Court documents reveal bikie threats used against abattoir boss
Police allege a man charged with cattle theft and fraud used bikie threats against his abattoir boss. This is what the court documents reveal.
A southern NSW man charged with cattle theft threatened an abattoir boss that he was in imminent danger from outlaw motorcycle gangs, police allege.
Wantabadgery man Samuel Robert Mooney was charged with stealing 18 Angus cattle from the famed Wantabadgery Station in southern NSW after a police operation in November last year.
It is alleged he sold the heifers, with a market value of $18,000, through the Wagga Wagga Livestock Marketing Centre on November 4, 2024.
However, in charges, unrelated to the alleged Wantabadgery Station theft, documents submitted to Wagga Wagga Local Court this week, show an additional six charges against Mr Mooney, which indicate an alleged pattern of stalking and intimidation and fraud.

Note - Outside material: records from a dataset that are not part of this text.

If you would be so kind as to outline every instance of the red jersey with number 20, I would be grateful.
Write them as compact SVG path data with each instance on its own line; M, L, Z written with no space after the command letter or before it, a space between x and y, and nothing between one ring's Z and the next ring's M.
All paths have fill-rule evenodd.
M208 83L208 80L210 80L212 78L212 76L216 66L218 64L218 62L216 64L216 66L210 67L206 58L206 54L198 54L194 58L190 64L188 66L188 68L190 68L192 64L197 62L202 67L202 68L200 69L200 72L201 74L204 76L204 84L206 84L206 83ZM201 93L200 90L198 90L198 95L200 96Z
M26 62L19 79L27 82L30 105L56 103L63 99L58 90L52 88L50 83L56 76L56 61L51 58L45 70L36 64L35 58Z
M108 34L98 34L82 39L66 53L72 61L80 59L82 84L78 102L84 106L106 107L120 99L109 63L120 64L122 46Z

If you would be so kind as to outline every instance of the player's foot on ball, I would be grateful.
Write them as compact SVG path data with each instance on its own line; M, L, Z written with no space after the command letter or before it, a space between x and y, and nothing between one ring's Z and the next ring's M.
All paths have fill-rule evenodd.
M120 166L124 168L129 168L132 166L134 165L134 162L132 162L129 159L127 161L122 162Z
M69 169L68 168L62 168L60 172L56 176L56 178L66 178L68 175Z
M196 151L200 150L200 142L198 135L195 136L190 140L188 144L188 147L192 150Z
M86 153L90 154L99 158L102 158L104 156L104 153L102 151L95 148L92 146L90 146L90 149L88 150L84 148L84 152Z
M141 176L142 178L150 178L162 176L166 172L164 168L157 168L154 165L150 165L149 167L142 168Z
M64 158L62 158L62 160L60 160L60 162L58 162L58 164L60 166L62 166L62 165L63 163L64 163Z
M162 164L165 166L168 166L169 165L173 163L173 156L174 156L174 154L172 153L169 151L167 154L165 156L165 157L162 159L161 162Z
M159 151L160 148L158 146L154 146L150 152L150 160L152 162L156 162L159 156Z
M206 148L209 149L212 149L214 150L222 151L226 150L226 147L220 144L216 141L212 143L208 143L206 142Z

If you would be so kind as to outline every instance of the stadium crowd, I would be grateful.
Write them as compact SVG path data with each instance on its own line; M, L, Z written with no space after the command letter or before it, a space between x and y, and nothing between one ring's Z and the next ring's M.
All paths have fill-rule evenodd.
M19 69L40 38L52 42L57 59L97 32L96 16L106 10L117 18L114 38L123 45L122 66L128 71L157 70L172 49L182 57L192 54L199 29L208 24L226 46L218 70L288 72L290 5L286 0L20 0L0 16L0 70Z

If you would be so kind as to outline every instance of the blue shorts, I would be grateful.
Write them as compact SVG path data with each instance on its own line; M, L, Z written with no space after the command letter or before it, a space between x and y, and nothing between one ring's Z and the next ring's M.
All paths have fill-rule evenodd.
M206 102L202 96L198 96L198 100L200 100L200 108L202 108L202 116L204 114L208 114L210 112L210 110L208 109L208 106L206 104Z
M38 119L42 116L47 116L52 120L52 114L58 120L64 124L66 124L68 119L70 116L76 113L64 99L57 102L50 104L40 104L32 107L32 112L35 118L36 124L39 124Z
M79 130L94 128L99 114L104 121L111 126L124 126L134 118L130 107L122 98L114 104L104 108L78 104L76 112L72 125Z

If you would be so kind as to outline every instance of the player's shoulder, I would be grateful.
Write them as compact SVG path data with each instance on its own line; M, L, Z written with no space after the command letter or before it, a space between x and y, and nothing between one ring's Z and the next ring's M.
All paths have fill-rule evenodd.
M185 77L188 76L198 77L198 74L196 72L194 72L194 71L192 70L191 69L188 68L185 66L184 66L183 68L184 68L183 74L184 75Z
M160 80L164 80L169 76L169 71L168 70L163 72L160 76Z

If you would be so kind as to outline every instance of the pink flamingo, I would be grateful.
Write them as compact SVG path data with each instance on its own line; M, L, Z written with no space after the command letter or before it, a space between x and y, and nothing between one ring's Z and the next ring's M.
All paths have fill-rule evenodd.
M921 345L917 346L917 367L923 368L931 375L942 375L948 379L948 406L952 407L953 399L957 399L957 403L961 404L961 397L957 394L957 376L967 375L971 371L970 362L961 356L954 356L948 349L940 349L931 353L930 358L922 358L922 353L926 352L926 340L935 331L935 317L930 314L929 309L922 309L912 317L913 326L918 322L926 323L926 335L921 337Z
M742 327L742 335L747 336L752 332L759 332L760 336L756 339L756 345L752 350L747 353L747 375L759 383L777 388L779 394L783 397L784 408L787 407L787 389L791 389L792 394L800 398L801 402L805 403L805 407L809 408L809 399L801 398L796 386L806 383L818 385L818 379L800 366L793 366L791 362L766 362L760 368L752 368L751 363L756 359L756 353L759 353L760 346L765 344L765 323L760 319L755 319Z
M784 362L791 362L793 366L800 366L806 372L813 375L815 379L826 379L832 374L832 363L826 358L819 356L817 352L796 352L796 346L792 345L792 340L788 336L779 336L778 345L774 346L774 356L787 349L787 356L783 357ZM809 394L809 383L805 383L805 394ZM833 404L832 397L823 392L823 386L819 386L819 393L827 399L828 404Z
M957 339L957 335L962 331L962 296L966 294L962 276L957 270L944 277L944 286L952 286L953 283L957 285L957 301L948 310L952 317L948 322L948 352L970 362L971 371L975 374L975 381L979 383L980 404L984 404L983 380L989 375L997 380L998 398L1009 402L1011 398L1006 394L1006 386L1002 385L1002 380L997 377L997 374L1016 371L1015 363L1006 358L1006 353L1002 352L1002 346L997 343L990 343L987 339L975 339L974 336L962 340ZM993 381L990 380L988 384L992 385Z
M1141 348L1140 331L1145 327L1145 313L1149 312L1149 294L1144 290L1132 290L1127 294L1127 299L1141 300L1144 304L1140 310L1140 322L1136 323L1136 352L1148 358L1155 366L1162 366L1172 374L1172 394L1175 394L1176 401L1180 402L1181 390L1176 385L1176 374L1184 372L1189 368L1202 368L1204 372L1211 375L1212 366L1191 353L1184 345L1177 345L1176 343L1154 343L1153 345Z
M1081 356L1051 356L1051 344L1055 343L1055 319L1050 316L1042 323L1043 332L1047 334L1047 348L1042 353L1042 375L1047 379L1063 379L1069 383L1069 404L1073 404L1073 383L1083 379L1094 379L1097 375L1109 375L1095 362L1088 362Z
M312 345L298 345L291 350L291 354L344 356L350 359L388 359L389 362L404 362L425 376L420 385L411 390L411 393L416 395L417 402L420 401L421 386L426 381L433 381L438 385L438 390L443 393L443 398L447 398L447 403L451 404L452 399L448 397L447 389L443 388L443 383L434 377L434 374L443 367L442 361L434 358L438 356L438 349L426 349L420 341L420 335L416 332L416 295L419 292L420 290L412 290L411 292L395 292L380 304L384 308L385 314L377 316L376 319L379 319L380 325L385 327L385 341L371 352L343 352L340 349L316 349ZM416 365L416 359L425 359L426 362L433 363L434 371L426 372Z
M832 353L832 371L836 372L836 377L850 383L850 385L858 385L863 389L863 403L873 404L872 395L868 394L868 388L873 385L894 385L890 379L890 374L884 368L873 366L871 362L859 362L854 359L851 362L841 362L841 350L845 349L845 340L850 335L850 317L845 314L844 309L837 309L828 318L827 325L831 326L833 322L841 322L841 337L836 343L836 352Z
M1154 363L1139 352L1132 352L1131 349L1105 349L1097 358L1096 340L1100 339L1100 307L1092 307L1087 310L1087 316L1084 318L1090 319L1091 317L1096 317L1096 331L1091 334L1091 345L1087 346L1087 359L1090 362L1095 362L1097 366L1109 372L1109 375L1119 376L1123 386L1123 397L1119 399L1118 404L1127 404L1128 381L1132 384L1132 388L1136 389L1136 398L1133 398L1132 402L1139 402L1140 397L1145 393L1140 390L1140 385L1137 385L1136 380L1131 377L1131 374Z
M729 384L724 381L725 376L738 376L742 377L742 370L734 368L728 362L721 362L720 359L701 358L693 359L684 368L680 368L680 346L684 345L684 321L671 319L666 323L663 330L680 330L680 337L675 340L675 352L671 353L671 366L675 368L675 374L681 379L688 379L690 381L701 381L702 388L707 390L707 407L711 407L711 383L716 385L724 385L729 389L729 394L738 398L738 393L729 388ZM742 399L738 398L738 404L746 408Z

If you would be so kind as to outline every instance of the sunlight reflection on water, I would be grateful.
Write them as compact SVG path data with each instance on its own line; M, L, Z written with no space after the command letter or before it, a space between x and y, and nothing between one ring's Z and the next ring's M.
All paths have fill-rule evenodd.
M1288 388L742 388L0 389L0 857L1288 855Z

In one of three alleged attempts to gain financial advantage by deception, and stalk, intimidate and intend fear charges the police facts state that Mr Mooney “manufactured a story about the abattoir boss and his family being in imminent danger from outlaw bikie gangs.”
The plan was to receive a sum of $90,000. There were two other incidents where police allege that Mr Mooney threatened the abattoir boss with intent to gain $15,000 and $10,000.
In Wagga Wagga Local Court on Wednesday, Mr Mooney, through his solicitor, Sara Black pleaded not guilty to all charges.
As a result of the three counts of stalk/intimidate and intend fear, physical harm charges, magistrate Alexander Murray took out an apprehended violence order with the abattoir boss named as the person in need of protection.
The three stalk/intimidate intend fear charges and the three fraud charges have been listed for a hearing in Wagga Wagga Local Court on October 27 and 28.
The steal cattle charge, relating to the alleged theft of heifers from Wantabadgery Station, is listed for mention in Wagga Wagga Local Court again on March 19.
Initially, Mr Mooney was refused bail when he was charged last year; however, conditional bail was granted in Wagga Wagga Local Court on January 22. On Wednesday, Mr Mooney’s bail conditions continued, with three Riverina and Wagga Wagga rural businesses and farms listed as locations that could not be entered or approached. He is also not to contact a number of prosecution witnesses.